Thou dear Redeemer, dying Lamb,

I love to hear of Thee;
No music like Thy charming name,

Nor half so sweet can be. The composer of the bright legato melody just described was Frederick Burgmüller, a young German musician, born in 1804. He was a remarkable genius, both in composition and execution, but his health was frail, and he did not live to fulfil the rich possibilities that lay within him. He died in 1824-only twenty years old.

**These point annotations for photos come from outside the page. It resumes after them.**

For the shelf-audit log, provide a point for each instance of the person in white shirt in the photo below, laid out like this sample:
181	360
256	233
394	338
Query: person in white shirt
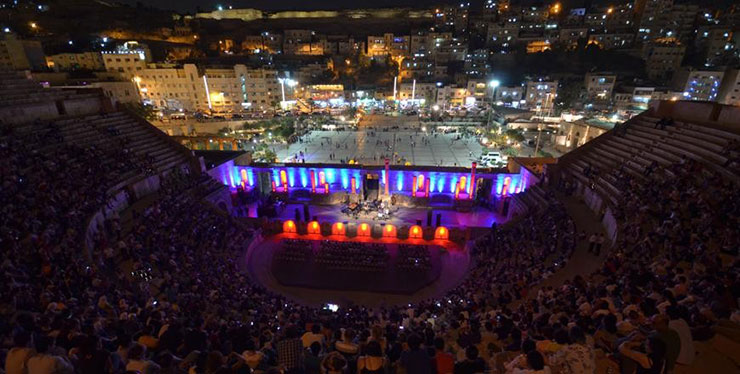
44	363
688	352
17	357
137	360
313	336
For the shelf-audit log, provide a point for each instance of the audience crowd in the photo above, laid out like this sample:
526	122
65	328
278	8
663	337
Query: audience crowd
164	292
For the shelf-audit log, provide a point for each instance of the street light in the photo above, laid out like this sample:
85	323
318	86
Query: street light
493	84
283	82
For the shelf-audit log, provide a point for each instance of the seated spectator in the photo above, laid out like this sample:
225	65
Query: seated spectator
652	360
313	336
416	360
444	362
137	360
472	363
17	358
372	362
43	362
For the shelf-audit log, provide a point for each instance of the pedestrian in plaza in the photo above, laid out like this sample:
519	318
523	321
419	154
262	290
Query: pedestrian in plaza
599	242
592	243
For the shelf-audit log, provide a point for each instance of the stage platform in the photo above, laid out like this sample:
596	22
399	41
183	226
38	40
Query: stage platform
392	278
310	284
477	217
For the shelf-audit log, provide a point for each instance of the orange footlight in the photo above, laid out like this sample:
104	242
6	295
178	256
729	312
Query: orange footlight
289	227
415	232
313	228
338	229
389	231
442	233
363	230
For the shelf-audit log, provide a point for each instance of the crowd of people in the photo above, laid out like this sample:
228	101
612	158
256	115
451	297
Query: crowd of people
165	293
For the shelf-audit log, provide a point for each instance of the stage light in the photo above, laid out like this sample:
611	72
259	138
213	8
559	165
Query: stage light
313	228
289	227
415	232
442	233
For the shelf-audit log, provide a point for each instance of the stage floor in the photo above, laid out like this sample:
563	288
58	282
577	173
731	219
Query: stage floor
452	265
478	217
392	278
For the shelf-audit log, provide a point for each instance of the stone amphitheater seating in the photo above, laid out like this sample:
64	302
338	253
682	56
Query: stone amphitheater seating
642	144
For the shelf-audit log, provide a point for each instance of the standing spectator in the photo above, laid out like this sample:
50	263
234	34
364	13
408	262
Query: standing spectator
679	325
576	357
137	360
373	361
312	359
535	365
290	351
669	337
43	362
472	363
416	360
313	336
592	243
444	361
651	361
334	363
599	243
17	357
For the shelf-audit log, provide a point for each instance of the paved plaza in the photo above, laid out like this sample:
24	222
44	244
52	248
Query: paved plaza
369	147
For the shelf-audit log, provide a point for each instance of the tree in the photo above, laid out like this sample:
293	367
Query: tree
515	135
350	112
140	110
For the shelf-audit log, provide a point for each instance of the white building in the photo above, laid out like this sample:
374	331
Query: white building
209	90
700	85
540	95
510	96
599	86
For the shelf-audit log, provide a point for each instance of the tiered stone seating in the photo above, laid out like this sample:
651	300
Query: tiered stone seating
633	151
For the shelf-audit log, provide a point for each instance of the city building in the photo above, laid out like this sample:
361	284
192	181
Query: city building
20	54
540	95
452	96
652	17
599	86
729	92
510	96
572	135
663	58
417	92
214	90
700	85
569	37
76	61
128	59
123	92
715	41
612	40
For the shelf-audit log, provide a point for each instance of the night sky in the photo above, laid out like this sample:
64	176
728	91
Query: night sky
206	5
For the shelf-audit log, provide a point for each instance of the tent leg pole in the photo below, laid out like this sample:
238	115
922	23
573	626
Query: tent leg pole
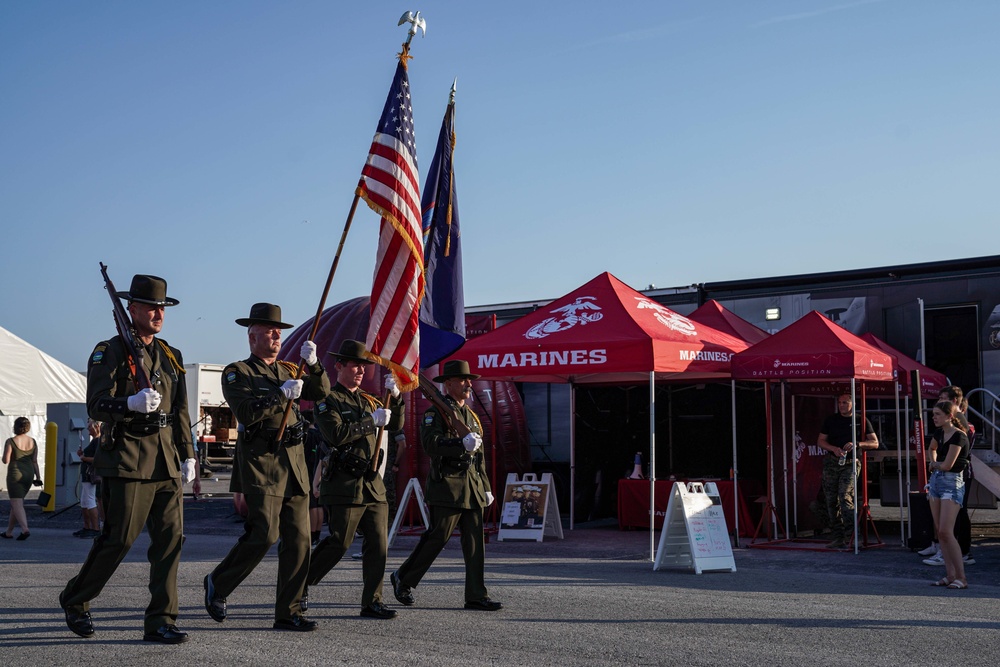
572	455
652	467
735	475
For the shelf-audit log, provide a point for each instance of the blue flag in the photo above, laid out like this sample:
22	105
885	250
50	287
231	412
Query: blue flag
442	313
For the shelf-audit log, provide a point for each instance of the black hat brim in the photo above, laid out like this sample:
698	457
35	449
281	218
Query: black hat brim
247	321
167	301
442	378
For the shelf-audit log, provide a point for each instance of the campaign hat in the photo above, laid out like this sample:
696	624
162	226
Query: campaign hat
455	368
264	313
352	350
148	289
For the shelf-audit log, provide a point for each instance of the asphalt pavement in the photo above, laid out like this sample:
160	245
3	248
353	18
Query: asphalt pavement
589	599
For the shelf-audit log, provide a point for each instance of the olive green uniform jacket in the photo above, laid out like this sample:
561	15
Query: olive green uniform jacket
253	390
138	446
344	418
447	486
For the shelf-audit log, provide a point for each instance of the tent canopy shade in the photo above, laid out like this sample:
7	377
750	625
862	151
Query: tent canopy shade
604	332
815	348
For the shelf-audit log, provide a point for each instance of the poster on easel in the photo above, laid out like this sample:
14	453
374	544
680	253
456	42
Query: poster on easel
529	509
413	493
694	531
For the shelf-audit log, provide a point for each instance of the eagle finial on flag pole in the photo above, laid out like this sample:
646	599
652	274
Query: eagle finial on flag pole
415	21
399	201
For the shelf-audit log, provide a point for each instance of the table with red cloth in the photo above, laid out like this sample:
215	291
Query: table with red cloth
633	502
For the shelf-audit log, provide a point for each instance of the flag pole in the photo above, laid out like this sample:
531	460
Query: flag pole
416	21
319	309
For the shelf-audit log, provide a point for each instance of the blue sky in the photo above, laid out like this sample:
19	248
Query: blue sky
217	144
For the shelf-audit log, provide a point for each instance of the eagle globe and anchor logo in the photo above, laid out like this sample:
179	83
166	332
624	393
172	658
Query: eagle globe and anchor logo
583	311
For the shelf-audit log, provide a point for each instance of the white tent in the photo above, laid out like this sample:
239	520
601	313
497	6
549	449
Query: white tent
29	380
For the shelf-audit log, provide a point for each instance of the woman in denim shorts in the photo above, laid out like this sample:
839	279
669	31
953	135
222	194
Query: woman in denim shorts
947	490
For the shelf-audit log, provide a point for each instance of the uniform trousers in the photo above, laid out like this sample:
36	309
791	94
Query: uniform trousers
838	487
372	518
130	505
268	518
444	520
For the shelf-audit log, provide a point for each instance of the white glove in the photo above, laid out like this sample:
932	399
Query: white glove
188	469
382	416
292	389
308	353
145	401
472	442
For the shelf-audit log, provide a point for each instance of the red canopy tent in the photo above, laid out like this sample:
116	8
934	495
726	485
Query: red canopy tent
603	332
812	348
715	315
931	382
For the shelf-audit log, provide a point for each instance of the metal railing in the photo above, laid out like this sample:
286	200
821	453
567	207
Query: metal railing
991	423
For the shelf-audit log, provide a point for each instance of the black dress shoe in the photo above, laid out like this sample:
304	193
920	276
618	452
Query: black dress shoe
298	623
214	605
167	634
402	593
378	610
483	604
79	622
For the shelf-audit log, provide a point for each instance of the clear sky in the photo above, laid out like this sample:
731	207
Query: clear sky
217	144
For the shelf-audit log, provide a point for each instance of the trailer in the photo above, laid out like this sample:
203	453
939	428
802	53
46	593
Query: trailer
213	423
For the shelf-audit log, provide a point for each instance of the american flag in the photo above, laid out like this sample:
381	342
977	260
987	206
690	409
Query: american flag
390	185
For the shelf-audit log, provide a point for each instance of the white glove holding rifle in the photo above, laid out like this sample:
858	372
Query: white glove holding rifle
472	442
308	353
188	469
146	401
292	389
382	416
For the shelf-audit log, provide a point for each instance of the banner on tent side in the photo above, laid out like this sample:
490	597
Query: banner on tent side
530	509
694	531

The tune “Rhine” (“Emmons') is from one of his marches.


Helen Maria Williams wrote this sweet hymn, probably about the year 1800. She was a brilliant woman, better known in literary society for her political verses and essays than by her hymns; but the hymn here noted bears sufficient witness to her deep religious feeling:

While Thee I seek, Protecting Power,

Be my vain wishes stilled,
And may this consecrated hour

With better hopes be filled.
Thy love the power of thought bestowed;

To Thee my thoughts would soar,
Thy mercy o'er my life has flowed,

That mercy I adore.
Miss Williams was born in the north of Eng-
land, Nov. 30, 1762, but spent much of her life in
London, and in Paris, where she died, Dec. 14, 1827.


Wedded so many years to the gentle, flowing music of Pleyel's “Brattle Street,” few lovers of the hymn recall its words without the melody of that emotional choral.

The plain psalm-tune, “Simpson,” by Louis Spohr, divides the stanzas into quatrains.

“JESUS MY ALL TO HEAVEN IS GONE." This hymn, by Cennick, was familiarized to the public more than two generations ago by its revival tune, sometimes called “Duane Street,” longmeter double. It is staffed in various keys, but its movement is full of life and emphasis, and its melody is contagious. The piece was composed by Rev. George Coles, in 1835.

The fact that this hymn of Cennick with Coles's tune appears in the New Methodist Hymnal indicates the survival of both in modern favor.